Summer and fall were not the only seasons visitors flocked to the area for rest and recreation. Winter sports, including skating, horse and sleigh riding, skiing and snowshoeing grew in popularity, making the region a year round destination, and adding to the viability of the businesses that served these visitors. Travel to the area in winter made for some difficult work for those running the towns, railroads, and resorts. Snow removal, then as now, was a constant ordeal. Extra help and equipment was necessary for keeping the rail lines and roads passable in the winter. Devices could be attached to the front of the locomotive to clear snow from the rail tracks. Before the advent of trucks, town roads were kept passable by means of a huge wooden roller. Pulled behind a team of horses, the roller packed down the snow instead of moving it off the road, which left a good, packed surface for the horse and sleigh travel. The idea behind these snow-packing rollers is far from outdated today – that same technology is used out west, where extreme snowfalls occur.

A side note here about the role of the horse. While the work of the teamster (the term for men moving cargo with horses and wagons) declined somewhat with rail service, horses, carriages and sleighs were still necessary for road travel in and out of town, and transporting guests to the burgeoning resorts and inns. As mentioned the horse teams also pulled those huge, wooden cylindrical snow rollers, making winter road travel possible.

Rail travel in the area peaked in the late nineteenth and early twentieth centuries. But by the second decade of the twentieth century, the introduction of mass-produced gas powered trucks and automobiles signaled its downfall. The local Woodstock Railway fell on hard financial times in the 1920s, and the last run by a locomotive pulling railcars over the tracks took place in 1933.

The Age of The Automobile

The end of rail traffic between White River Junction and Woodstock did not decrease visitor traffic to the area, but increased it. The path of the old Woodstock Railway was designated the route of a new paved road, Route 4. Rail track was pulled up, and in its place a new concrete highway was built.
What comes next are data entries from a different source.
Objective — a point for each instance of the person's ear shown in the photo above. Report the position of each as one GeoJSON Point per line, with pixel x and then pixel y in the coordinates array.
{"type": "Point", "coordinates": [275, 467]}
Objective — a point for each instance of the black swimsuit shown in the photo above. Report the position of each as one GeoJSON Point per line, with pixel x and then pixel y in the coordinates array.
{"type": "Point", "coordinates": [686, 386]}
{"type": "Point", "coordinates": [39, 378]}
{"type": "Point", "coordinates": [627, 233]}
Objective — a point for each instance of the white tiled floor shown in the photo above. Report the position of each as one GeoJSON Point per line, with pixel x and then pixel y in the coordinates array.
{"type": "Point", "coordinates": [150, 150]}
The formidable Quechee Gorge bridge, built and rebuilt to handle more and more rail traffic, As was true at the turn of the century, winter recreation activities brought in many visitors. In the 1930s, skiing was becoming more and more popular, in part because of a local innovation. In 1934, the first rope tow went into operation on Gilbert’s Hill in Woodstock. Ski hills became much more accessible as a result, bringing an even greater influx of winter enthusiasts.

With the new highway bringing in more tourists, particularly those of more modest means, motor lodges and motels sprang up along the route. Along with those, diners and other tourist related businesses resulted. These new economic opportunities brought about new energy for the region.

The biggest change for Vermont and our region with regard to auto transportation was the building of the interstate system. Between the
late 1950s and the 1970s, the construction of I-89 and I-91 further increased the ability of urban dwellers from the metropolitan areas of the east coast to visit and settle in the region. It also affected the economic face of places such as Quechee and White River Junction, as the mills, railroads, and manufacturing concerns gave way to more service and tourist orientated businesses.